Multiple oppressions theories articulate how gender operates in relation with other systematic inequalities like racism and classism. It is important to note that age, nationality, sexuality, and cognitive and physical abilities (to name a few) are also important vectors of inequalities in the lives of youth. When writing about multiple inequalities, scholars often use the terms "in relation" or "relational oppressions." Here, scholars often mean that systems of inequalities are linked, with one dimension of inequality (like gender) depending on and working in relation with other systems (like race, class, or sexuality) to distribute power, resources, advantages, and privileges (Burgess-Proctor 2006). Also, all systems are linked within structural, political, ideological, institutional, and interpersonal social systems. Making the image even more complex, these multiple oppressions operate on individual, interpersonal, community, state, and national levels (see Richie 2012, 133). One can also say that they are global, as they are forces that are not contained within national boundaries.

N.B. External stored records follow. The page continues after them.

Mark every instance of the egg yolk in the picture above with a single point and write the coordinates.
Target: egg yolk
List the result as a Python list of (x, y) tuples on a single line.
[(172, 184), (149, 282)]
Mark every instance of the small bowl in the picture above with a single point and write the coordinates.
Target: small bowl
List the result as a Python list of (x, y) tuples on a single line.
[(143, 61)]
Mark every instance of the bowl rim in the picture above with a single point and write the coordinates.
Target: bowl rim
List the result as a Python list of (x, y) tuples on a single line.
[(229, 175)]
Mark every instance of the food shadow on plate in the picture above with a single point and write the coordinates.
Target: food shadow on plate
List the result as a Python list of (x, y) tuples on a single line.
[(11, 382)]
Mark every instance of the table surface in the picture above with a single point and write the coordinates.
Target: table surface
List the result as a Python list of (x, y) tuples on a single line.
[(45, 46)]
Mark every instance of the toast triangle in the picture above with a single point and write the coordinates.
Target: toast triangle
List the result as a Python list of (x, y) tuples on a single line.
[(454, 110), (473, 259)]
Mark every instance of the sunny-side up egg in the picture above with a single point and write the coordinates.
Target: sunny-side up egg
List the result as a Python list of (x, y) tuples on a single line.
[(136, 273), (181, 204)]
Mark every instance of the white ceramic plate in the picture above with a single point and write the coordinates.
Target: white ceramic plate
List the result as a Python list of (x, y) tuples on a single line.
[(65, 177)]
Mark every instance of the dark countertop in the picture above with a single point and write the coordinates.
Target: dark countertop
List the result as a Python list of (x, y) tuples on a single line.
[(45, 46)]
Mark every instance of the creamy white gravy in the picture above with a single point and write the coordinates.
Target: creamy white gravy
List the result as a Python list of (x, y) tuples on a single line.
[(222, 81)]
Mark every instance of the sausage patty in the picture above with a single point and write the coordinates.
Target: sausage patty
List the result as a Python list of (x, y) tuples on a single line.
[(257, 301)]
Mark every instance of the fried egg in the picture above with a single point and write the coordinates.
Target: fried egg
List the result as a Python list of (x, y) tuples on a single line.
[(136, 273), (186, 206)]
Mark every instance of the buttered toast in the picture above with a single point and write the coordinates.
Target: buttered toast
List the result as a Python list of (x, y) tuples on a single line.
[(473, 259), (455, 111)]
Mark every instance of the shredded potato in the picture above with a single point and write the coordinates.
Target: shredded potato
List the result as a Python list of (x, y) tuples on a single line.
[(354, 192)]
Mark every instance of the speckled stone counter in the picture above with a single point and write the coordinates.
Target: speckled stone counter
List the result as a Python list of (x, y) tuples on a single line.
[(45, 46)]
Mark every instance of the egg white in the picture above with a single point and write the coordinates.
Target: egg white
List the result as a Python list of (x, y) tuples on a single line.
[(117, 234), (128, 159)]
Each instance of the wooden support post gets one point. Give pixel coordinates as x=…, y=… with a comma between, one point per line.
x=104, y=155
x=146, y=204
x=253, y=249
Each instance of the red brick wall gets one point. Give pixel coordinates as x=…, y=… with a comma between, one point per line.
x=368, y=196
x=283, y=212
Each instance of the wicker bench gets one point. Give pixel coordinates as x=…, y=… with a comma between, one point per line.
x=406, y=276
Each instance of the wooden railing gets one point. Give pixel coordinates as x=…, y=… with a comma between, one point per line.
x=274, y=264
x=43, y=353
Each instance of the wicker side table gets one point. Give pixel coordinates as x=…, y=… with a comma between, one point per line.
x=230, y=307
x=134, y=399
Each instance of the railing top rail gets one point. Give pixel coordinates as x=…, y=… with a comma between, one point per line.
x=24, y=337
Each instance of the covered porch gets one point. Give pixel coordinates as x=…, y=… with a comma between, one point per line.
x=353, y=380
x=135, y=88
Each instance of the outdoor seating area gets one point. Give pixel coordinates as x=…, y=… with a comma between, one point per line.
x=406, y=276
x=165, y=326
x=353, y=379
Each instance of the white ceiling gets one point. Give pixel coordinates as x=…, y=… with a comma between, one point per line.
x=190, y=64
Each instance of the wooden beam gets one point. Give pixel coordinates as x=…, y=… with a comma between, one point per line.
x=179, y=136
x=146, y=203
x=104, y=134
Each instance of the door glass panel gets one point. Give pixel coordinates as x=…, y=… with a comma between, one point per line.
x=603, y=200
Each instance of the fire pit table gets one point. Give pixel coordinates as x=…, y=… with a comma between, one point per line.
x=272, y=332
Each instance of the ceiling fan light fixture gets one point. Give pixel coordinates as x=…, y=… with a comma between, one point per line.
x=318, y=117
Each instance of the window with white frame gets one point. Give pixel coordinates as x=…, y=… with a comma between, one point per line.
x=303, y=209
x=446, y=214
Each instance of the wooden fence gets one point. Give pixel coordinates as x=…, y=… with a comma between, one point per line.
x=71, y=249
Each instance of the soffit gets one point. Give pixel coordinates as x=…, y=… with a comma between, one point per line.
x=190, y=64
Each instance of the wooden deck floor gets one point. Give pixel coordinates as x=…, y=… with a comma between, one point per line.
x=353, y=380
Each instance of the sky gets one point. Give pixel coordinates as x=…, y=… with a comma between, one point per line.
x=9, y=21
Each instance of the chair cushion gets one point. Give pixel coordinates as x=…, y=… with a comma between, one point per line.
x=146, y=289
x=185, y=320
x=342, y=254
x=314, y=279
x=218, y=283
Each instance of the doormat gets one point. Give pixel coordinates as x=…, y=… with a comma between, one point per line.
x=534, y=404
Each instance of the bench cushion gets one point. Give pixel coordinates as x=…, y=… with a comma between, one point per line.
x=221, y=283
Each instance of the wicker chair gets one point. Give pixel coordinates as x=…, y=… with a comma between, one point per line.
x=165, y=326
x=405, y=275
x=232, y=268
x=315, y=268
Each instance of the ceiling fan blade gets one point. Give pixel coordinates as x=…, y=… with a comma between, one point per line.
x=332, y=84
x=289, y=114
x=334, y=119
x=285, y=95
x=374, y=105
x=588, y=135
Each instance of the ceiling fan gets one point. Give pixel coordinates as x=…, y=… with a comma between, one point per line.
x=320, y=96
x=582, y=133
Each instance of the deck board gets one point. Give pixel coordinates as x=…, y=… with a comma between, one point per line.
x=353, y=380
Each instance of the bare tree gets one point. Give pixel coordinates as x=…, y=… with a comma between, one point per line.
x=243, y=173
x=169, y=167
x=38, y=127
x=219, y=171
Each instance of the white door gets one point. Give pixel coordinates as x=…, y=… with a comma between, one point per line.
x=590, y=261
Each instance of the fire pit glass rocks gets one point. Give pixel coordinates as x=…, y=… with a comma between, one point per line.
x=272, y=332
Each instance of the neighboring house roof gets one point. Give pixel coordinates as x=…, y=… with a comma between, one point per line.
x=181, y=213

Girls' violence researchers have used the multiple oppressions framework in particular ways. For example, Jones (2004, 2008, 2010), Leitz (2003), and Ness (2004, 2010) advance an "alternative femininities" argument to explain girls' violence. Ness (2004, 37) argues that poor girls of color living in the inner city can "selectively appropriate" middle-class and White femininity norms (which eschew violence) and place them "alongside values that more closely fit their lives." In this view, how femininity is enacted is flexible, and violent girls can enact their own brand of tough and formidable femininity in the face of multiple forms of injustice.
Richie's (2012) work on Black women, violence, and the criminal justice system advances two important ideas that help theorize multiple oppressions and women's experiences. First, she notes that "White patriarchy imparts racial hierarchy on Black bodies" (128). For Black women, the outcome is "uniquely disparaging images of Black women's sexuality." Here, racism functions through the control of "othered" bodies and especially through the regulation of female sexuality. Richie also notes that distance from hegemonic ideals of sexuality, age, class, race, and gender translates into a set of complicated realities in everyday life. In other words, the more distant one is from the dominant hegemonic norms, the more complicated and contingent a person's life and life chances become.